In an embodiment of the invention, the data acquisition unit records nitrogen dosing process data at a sampling frequency of 200 hz, covering about 800 milliseconds, to generate a process parameter dataset. And extracting airflow speed uniformity index, vortex intensity stability index and streamline form continuity index from the data set to respectively reflect speed field consistency, vortex attenuation stability and streamline track smoothness, wherein values are respectively more than 0.9, more than 0.85 and more than 0.88, and constructing an eight-dimensional feature vector.
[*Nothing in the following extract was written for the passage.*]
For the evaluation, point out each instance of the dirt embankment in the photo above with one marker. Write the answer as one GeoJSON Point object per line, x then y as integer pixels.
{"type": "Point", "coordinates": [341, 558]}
The support vector machine is adopted for classification, a radial basis function is selected, the nuclear parameters are optimized through grid search, the search range is 0.01 to 10, the optimal parameters are 0.5, and the classification accuracy reaches 93%. The classification result shows that compared with the traditional method, the optimized nitrogen filling process has the advantages that the uniformity of the air flow speed is improved by 15%, the stability of the vortex strength is improved by 12%, the continuity of the streamline form is improved by 18%, and the comprehensive efficiency is improved by about 15%. The step quantifies the optimization effect through multidimensional feature analysis, and the practical value of the method is verified.
Compared with the traditional manual judgment, the method and the device have the advantages that the accuracy and the automation level of judging the nitrogen charging completion state are remarkably improved through sliding window analysis, logistic regression classification and support vector machine evaluation. The real-time data recording and the efficiency analysis provide data support for process optimization, reduce resource waste and improve the production efficiency and the stability of nitrogen charging processes in the industries of food, medicine and the like.
In the foregoing, only the specific embodiments of the present disclosure are described, and it will be clearly understood by those skilled in the art that, for convenience and brevity of description, the specific working processes of the systems, modules and units described above may refer to the corresponding processes in the foregoing method embodiments, which are not repeated herein. It should be understood that the scope of the present disclosure is not limited thereto, and any equivalent modifications or substitutions can be easily made by those skilled in the art within the technical scope of the present disclosure, and these modifications or substitutions should be included in the scope of the present disclosure.